Dear Sudo folk -
In anticipation of the Oakland Wiki Edit-a-thon this Sunday --
12-1p: Brown Couch Cafe noontime meet-n-greet
1-5p: Oakland History Room, 2nd floor of Oakland Public Library (main branch)
--
eddan.com is pleased to announce the first meeting of the Goldrush Operations Research
Pod (GORP), which will take place immediately following the aforementioned event.
After the Edit-a-Thon wraps up, those interested in taking part in the exploratory
committee to establish GORP will all head on over to Lake Chalet for food, drink, and a
great view of Lake Merritt (
http://www.thelakechalet.com/), which is about half a block
from the Oakland Library.
As one possible branch of research focus, I'd like to propose seeking historical
evidence of the extent of violence in those early Wild West days of the California
Goldrush. If you were to base your knowledge of what it was like then entirely on movies
and TV shows, you'd likely conclude that it was a very violent place. You'd think
that everyone always felt in danger of being robbed or bullied, that justice was meted out
instantaneously by shoot-out, and it would seem like there couldn't have been much
time left over for gold mining.
Turns out that this period was relatively peaceful, especially during the first year
before the hoards came from all over the world. When you think about it, the cost to the
miners of forming agreements could not have been so high that it was more economical to
compete through fighting than to collaborate and divvy up the spoils. John R. Umbeck, in A
Theory of Property Rights: With Application to the California Gold Rush (1981), works
through the choices that these gold-miners had in entering into a contract with one
another rather than resorting to the use of violence.
He breaks down this process of contract formation into 3 closely related, yet logically
distinct choices:
Individuals must decide whether or not they want to enter into a contract with others.

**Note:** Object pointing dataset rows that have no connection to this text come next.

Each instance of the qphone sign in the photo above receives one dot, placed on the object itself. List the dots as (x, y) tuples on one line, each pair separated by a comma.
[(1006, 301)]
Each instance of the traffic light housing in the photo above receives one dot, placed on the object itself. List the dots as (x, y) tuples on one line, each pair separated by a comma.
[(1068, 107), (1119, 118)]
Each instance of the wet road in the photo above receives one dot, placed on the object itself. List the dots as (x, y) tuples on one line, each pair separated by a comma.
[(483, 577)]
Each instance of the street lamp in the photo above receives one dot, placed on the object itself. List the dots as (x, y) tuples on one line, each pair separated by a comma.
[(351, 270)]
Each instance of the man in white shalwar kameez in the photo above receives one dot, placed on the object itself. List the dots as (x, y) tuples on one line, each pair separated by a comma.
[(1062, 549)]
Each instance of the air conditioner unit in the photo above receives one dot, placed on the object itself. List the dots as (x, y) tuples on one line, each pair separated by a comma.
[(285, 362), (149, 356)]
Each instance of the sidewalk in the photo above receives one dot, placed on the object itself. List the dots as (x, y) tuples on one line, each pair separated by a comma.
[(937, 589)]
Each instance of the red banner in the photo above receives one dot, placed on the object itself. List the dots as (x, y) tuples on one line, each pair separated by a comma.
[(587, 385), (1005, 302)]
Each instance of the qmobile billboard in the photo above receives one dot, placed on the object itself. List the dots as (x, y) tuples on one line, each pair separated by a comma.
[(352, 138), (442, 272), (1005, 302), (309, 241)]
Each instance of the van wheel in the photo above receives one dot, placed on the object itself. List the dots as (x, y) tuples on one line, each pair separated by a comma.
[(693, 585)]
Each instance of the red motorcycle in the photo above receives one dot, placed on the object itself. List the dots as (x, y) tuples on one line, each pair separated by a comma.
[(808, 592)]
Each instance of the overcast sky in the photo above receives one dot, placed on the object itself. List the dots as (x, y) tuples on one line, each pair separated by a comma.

If they decide to form some contractual arrangement, the next decision is what rights or
constraints they will place on resource use.
Finally, they must agree on how these rights will be distributed or which individuals will
be allowed the rights to use and derive income from the resources.
He argues that you can actually come to an equilibrium of relative peace when most of
everyone's efforts go into productively mining for gold through the prudent
administration of property rights. In order to maximize the chance of these optimal
conditions, the total amount of mining land would, he concludes, best be divided evenly
among competing miners. This is basically the theoretical model supporting the evidence of
sharing contracts in the historical analysis of early gold miner agreements.
From a wealth-maximizing reasonable person point of view, he suggests that all exclusive
rights are ultimately based on the threat or the use of violence. I think there's
something sadly true about that. Whenever a group of individuals agrees to some system by
which exclusive rights to scarce resources will be rationed, they are implicitly agreeing
not to use violence. Even when one excludes the use of weapons, the contract must provide
for the use of violence in order to punish any member who does not follow the rules; and
it must maintain the rights of members against attacks from non-members.
If the group is not willing or able to use violence in either of these two situations,
their property rights over resources will be lost to those who are. To clarify - by
violence, Umbeck means the labor time allocated to the use of physical force against
another miner. So this isn't just about gun fighting and theft, but rather also
includes such activity as building walls for protection or even making threats to allocate
labor to these uses.
For those graphically inclined, the diagram below from his chapter on Violence and
Property Rights Contracts might make more sense. Miners X and Y are each willing to
allocate AQ/BA labor to exclude other miners from a marginal unit of land. Miner Z, with
no land, is willing to use DO/O labor to exclude X or Y from the unit of land.
The horizontal axis measures the ratio of land to labor as inputs in the mining process.
The vertical axis measures the marginal product of land (∂G/∂h) and labor (∂G/∂L).
Ignoring any work-leisure tradeoffs, this individual has a fixed amount of labor (L) that
he is willing to allocate to mining in this time period. Suppose ∂G/∂h = AC = 10 gold
units; ∂G/∂L = AB - 1 unit.
An extra unit of land would increase the miner's wealth by 10 units of gold, while the
extra labor unit would increase it by only 1. He would be willing to allocate up to 10
labor units to violence if it would get him an additional unit of land. Equilibrium will
only be reached when X, Y, and Z all have the same land/labor ratio, OP. Here, they are
each willing to allocate PT/PS labor to violence, so any additional conflict will result
in a draw. With OP land and L labor, each miner will be producing ODTP units of gold.